Intelligent design offers no explanation for the use of a superior design in one case and a suboptimal design in another. Marshall’s hypothesis assumes that the current design is necessary and cannot be changed, which is the case with a system that is contingent on the constraints of evolutionary legacy, but is not the case in a system designed from scratch. An intelligent designer would have designed a system where the photoreceptor discs are produced at the top (closest to the light) so that the older ones would migrate towards the bottom of the rod and cone cells where they would be absorbed. Below this absorption layer could be the blood vessels, and the axons from the rods and cones could also leave from the bottom of the rods and cones through this opaque absorption layer (the RPE).

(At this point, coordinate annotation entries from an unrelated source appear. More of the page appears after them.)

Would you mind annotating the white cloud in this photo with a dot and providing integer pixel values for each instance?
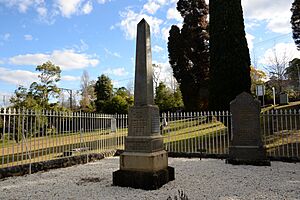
(42, 11)
(286, 51)
(66, 59)
(28, 37)
(17, 77)
(23, 5)
(157, 49)
(70, 78)
(130, 19)
(68, 8)
(87, 8)
(173, 13)
(275, 13)
(117, 71)
(165, 33)
(115, 54)
(151, 7)
(6, 36)
(103, 1)
(250, 39)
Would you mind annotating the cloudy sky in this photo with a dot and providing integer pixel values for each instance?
(99, 36)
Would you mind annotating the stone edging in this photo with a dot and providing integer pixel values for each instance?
(21, 170)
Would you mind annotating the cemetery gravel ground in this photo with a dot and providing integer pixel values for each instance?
(199, 179)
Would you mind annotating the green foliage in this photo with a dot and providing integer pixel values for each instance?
(104, 92)
(229, 54)
(166, 99)
(109, 102)
(258, 77)
(39, 93)
(117, 104)
(46, 88)
(88, 93)
(293, 72)
(295, 21)
(189, 54)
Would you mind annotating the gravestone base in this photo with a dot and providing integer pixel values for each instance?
(143, 180)
(149, 162)
(248, 155)
(148, 171)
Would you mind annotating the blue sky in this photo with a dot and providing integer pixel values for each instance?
(99, 36)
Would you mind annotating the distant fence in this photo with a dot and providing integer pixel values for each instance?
(35, 136)
(281, 133)
(5, 100)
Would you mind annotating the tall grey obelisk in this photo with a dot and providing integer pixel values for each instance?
(144, 163)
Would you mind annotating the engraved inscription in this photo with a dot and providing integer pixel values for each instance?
(155, 122)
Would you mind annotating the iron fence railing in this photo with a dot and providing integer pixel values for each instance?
(190, 132)
(33, 136)
(281, 132)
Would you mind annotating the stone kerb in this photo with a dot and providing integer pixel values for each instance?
(144, 163)
(246, 146)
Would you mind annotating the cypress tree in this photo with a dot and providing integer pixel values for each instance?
(229, 53)
(295, 21)
(189, 55)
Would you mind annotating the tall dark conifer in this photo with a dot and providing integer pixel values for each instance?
(229, 53)
(189, 55)
(295, 21)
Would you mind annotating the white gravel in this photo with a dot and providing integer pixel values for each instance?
(205, 179)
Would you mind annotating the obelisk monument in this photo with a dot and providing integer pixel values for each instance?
(144, 163)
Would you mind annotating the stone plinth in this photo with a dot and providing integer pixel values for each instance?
(144, 163)
(246, 146)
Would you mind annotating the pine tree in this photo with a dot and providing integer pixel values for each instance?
(189, 54)
(229, 54)
(295, 21)
(104, 92)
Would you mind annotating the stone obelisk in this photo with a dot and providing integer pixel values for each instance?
(144, 163)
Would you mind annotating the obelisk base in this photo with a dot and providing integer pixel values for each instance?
(248, 155)
(148, 171)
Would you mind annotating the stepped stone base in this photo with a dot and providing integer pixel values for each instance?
(148, 162)
(248, 155)
(143, 180)
(148, 171)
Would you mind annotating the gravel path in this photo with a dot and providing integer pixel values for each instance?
(205, 179)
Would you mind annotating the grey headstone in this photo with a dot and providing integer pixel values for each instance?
(284, 99)
(143, 86)
(246, 146)
(144, 163)
(143, 117)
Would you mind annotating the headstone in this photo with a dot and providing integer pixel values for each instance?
(144, 163)
(284, 99)
(246, 146)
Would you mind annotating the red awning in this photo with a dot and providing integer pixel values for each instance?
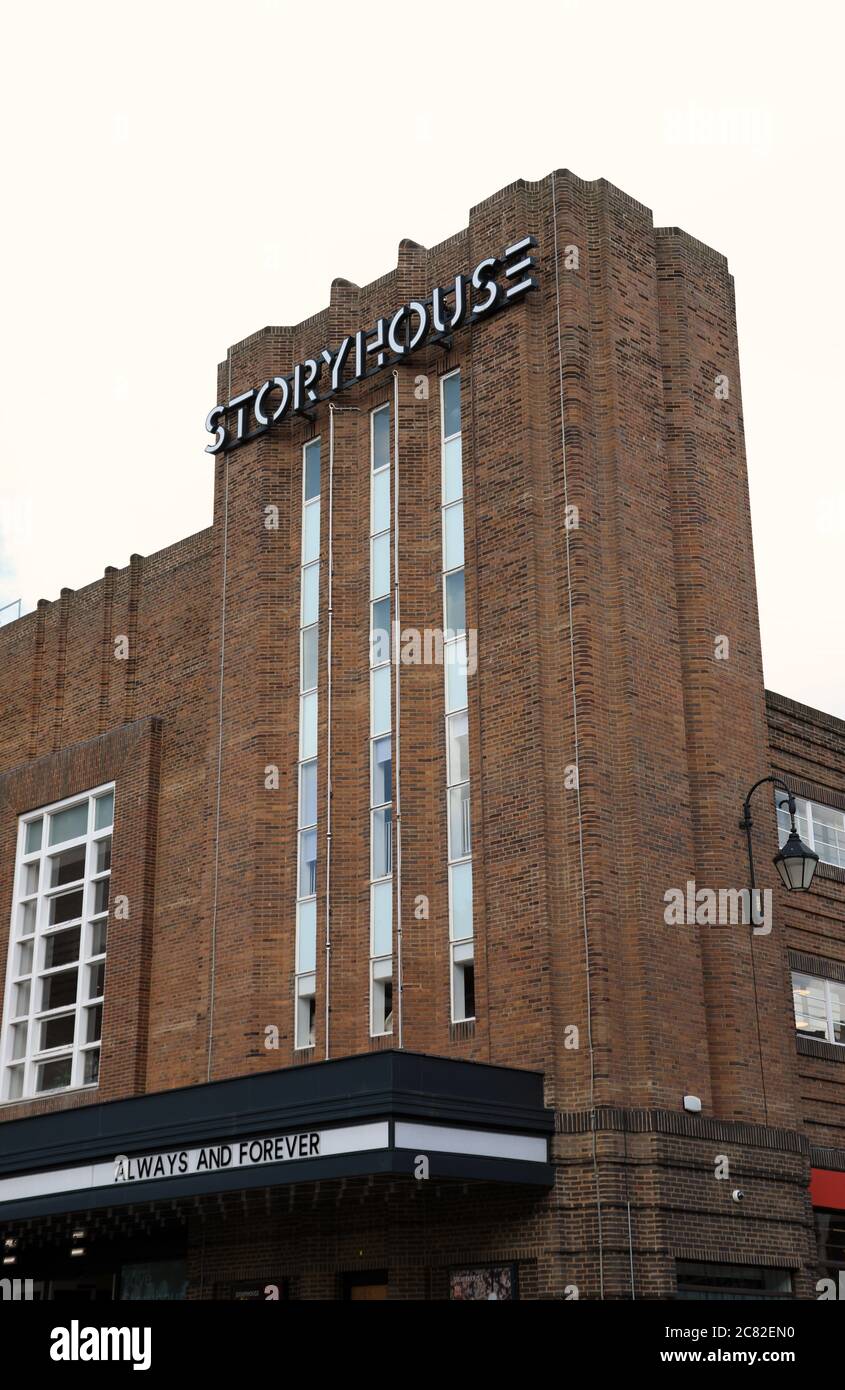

It just so happens that the primitive vertebrates that first developed a primitive eye were small and transparent, and it is postulated that the arrangement of the retina therefore did not matter, but once the evolutionary path was started, it constrained all of future vertebrate eye evolution.
In addition to the retinal configuration design flaw is fact that the blood vessels that feed the retinal sit on top of the retina—between the light source and the receptive layer. If you and I were to design this we would connect the blood vessels that feed the retina from behind, so that they do not get in the way. In healthy eyes, these blood vessels do not cause any perceptible problem (but they are also partly responsible for the blind spot), but they do limit the total amount of light reaching the rods and cones, making our eyes much less efficient than they could be.
Another problem with this design is that these blood vessels they are vulnerable to diseases. For example a vast majority of diabetics will develop diabetic retinopathy In response to chronic ischemia (relative lack of oxygen), the retina will produce chemical signals that tell the blood vessels to proliferate to increase the blood supply. Because the blood vessels are above the retina, they increasingly get in the way, obscuring vision. At present, the primary treatment of diabetic retinopathy is to use a laser to burn some of the blood vessels and decrease their proliferation.
Having the blood vessels in front of the retina also means that even a small retinal bleed can significantly impair vision. And finally, any inflammation that occurs within the cell layers in front of the rods and cones will likewise impair vision. All of this could have been avoided or minimized were the rods and cones placed in the most superficial layer of the retinal, rather than buried at the bottom.